Table 8 (62,593 bytes) gives the costs of various fuels for a power plant. The cost of power-plant fuel supplied by a refinery per kw-hr power is competitive with other liquid and gaseous fuels. In the case of imported-coal fuel, the high investment for a power plant more than compensates for the lower fuel cost.

Use of other liquid fuels is dependent on their market demands in the transportation sector (gasoline, diesel) and in the petrochemical sector (naphtha). The prices of these fuels are therefore likely to vary widely based on demand from competitive sources. It may not be advisable to depend on such fuels for a power plant.

On the other hand, the major use for fuel oil will be for power and industry. With sulfur specifications for fuel oil becoming more stringent (less than 1%), the high-sulfur fuel may not be allowed to be used in the future for industrial users without FGD. FGD will not be economical without large consumers like power plant.
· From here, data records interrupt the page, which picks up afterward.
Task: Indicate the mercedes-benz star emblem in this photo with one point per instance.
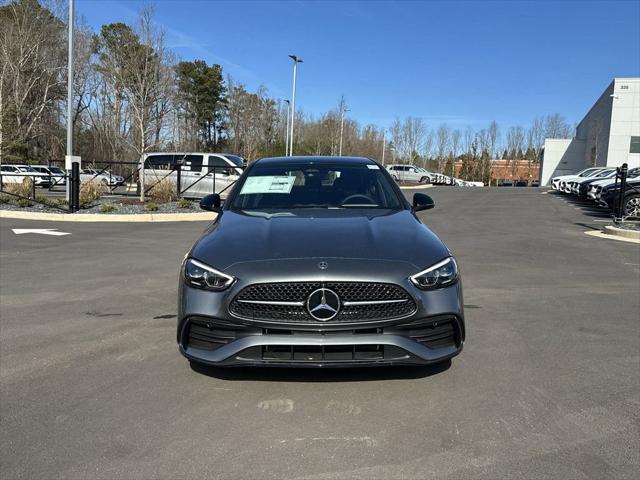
(323, 304)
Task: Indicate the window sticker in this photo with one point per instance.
(268, 184)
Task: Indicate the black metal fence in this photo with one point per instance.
(623, 190)
(125, 179)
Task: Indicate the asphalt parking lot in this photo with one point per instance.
(548, 386)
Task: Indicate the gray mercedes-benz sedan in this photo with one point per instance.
(319, 261)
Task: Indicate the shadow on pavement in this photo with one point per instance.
(297, 374)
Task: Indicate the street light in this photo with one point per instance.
(296, 61)
(342, 127)
(69, 99)
(286, 142)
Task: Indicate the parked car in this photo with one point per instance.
(610, 197)
(54, 175)
(200, 173)
(556, 181)
(595, 189)
(581, 187)
(561, 184)
(304, 266)
(409, 173)
(571, 186)
(99, 175)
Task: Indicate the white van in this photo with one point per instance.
(200, 173)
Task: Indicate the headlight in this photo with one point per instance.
(441, 274)
(200, 275)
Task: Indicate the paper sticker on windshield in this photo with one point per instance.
(268, 184)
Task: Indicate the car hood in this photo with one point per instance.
(381, 236)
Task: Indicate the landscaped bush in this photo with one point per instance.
(106, 208)
(24, 189)
(164, 191)
(90, 192)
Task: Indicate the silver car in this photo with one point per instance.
(409, 173)
(319, 261)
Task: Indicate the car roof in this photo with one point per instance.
(193, 153)
(332, 160)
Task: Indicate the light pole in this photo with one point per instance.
(342, 127)
(296, 61)
(70, 98)
(286, 142)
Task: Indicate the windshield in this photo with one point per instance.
(287, 187)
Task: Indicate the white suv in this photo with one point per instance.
(409, 173)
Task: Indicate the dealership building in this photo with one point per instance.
(608, 135)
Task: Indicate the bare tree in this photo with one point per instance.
(456, 136)
(515, 142)
(555, 126)
(442, 144)
(494, 138)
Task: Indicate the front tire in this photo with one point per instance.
(631, 206)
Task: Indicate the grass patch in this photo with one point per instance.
(90, 192)
(24, 189)
(164, 191)
(107, 208)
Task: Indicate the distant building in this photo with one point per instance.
(509, 170)
(608, 135)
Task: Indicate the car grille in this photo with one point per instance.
(286, 302)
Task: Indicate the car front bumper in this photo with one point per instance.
(207, 333)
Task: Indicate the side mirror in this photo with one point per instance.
(210, 202)
(422, 201)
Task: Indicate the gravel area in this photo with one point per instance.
(127, 207)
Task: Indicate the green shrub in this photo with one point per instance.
(90, 192)
(164, 191)
(23, 189)
(106, 208)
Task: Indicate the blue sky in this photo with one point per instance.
(463, 63)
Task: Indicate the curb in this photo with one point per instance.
(96, 217)
(621, 232)
(416, 187)
(612, 236)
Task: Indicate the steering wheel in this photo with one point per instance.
(359, 195)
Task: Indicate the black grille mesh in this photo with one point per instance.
(300, 291)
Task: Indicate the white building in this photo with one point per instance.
(608, 135)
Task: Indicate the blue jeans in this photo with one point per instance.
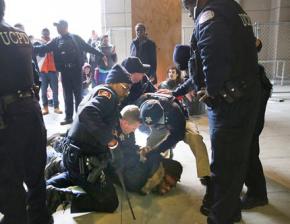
(51, 79)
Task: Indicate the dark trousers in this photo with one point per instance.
(22, 159)
(100, 196)
(231, 131)
(255, 179)
(51, 79)
(71, 79)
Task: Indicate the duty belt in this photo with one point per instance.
(20, 94)
(5, 100)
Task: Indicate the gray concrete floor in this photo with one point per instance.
(182, 205)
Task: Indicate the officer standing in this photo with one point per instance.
(145, 49)
(141, 82)
(87, 148)
(68, 56)
(22, 132)
(225, 72)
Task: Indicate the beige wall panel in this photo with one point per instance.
(162, 19)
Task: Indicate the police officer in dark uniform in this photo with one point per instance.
(22, 132)
(87, 147)
(68, 56)
(225, 72)
(255, 182)
(141, 82)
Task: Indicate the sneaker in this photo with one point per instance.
(45, 110)
(57, 110)
(53, 167)
(57, 196)
(66, 121)
(252, 202)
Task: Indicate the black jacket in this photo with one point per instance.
(72, 54)
(146, 51)
(96, 119)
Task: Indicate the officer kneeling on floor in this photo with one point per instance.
(155, 174)
(22, 133)
(87, 149)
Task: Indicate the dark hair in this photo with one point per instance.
(2, 9)
(141, 25)
(178, 79)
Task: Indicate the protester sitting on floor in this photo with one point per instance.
(166, 118)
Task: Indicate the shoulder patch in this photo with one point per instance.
(105, 93)
(205, 16)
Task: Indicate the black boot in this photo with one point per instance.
(57, 196)
(206, 201)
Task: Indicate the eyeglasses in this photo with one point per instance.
(125, 87)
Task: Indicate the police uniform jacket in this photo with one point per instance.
(97, 116)
(15, 60)
(138, 89)
(68, 49)
(225, 43)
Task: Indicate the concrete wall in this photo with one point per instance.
(276, 38)
(116, 20)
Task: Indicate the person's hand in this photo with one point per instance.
(143, 151)
(165, 91)
(117, 158)
(202, 95)
(113, 50)
(105, 60)
(113, 144)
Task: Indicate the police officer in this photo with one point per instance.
(255, 182)
(156, 173)
(141, 82)
(22, 132)
(86, 149)
(225, 72)
(68, 56)
(145, 49)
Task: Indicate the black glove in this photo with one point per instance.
(117, 158)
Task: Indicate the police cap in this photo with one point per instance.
(181, 56)
(151, 112)
(118, 74)
(134, 65)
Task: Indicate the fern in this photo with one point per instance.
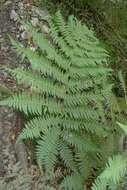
(67, 82)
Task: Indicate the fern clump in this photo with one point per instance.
(66, 88)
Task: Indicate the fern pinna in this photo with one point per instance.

Looking further at the world scenario, the demand of fuel oil is about 20%. For most crudes, any attempt to further reduce the fuel-oil production in the refinery requires processing more vacuum residue to lighter products. The visbreaker option leads to a low-value fuel oil after adding valuable cutter stock such as kerosine and diesel.

The coker option produces nearly 30% high-sulfur coke (which is very difficult to dispose) with nearly 10% gas. Naphtha, diesel, and VGO have to be severely hydrotreated to upgrade them to distillate fuel or to hydrocracker or FCC feedstock. Although this option is attractive in the U.S., where fuel-oil demand4 is only about 5% of total petroleum products, in other parts of the world, particularly in Asia, it is not preferable as the demand for fuel oil is more than 20%. Also, this route may not be justified because of the poor quality of products. Desulfurization of vacuum residue is a high-investment/ low-return project.

Thus, the most attractive option for vacuum residue is power production, particularly in India, where there is a huge unsatisfied demand. In addition to refining and petrochemical products, all Indian refineries should produce power, using FGD to meet future environmental standards.

References

  1. Hibbs, F.H., and Keesom, W.H., "The impact of product specification on oil refining," Proceedings from the UOP Refining Technology Conference, 1995.
  2. Isdorf, N.G., Furtaro, A.P, et al., "Platforming for Aromatics Production," Proceedings from the UOP Petrochemical Technology Conference, 1992.
  3. Qureshi, Wagon, Howell, Lany, et al., "Isodewaxing-improving refining economics," Petroleum Quarterly Technology, summer 1996, pp. 17-23.
  4. B.P.-Statistical review of world energy, p. 12.

The Author

R. Krishnamurthy is an independent consultant to the gas, petroleum, and petrochemical industries as well as to the World Bank, the Asian Development Bank, and other Indian banks.

Previously, he held positions in process design and engineering at the Indian Institute of Petroleum (IIP) and at Engineers India (EIL). He retired as an EIL technical director in 1991. While he was at IIP and EIL, he was involved in planning and designing for all of the refineries in India and was a member of several government committees for policy issues on oil, gas, and petrochemicals.

Krishnamurthy holds a bachelors in chemical engineering degree from Annamalai University in India. He also holds a masters and a PhD from the Indian Institute of Technology, Kharagpur. After 3 years of teaching at the Indian Institute of Technology, Bombay, Krishnamurthy was a post-doctoral fellow in the University of Toronto for 1 year and Rutgers University for another year.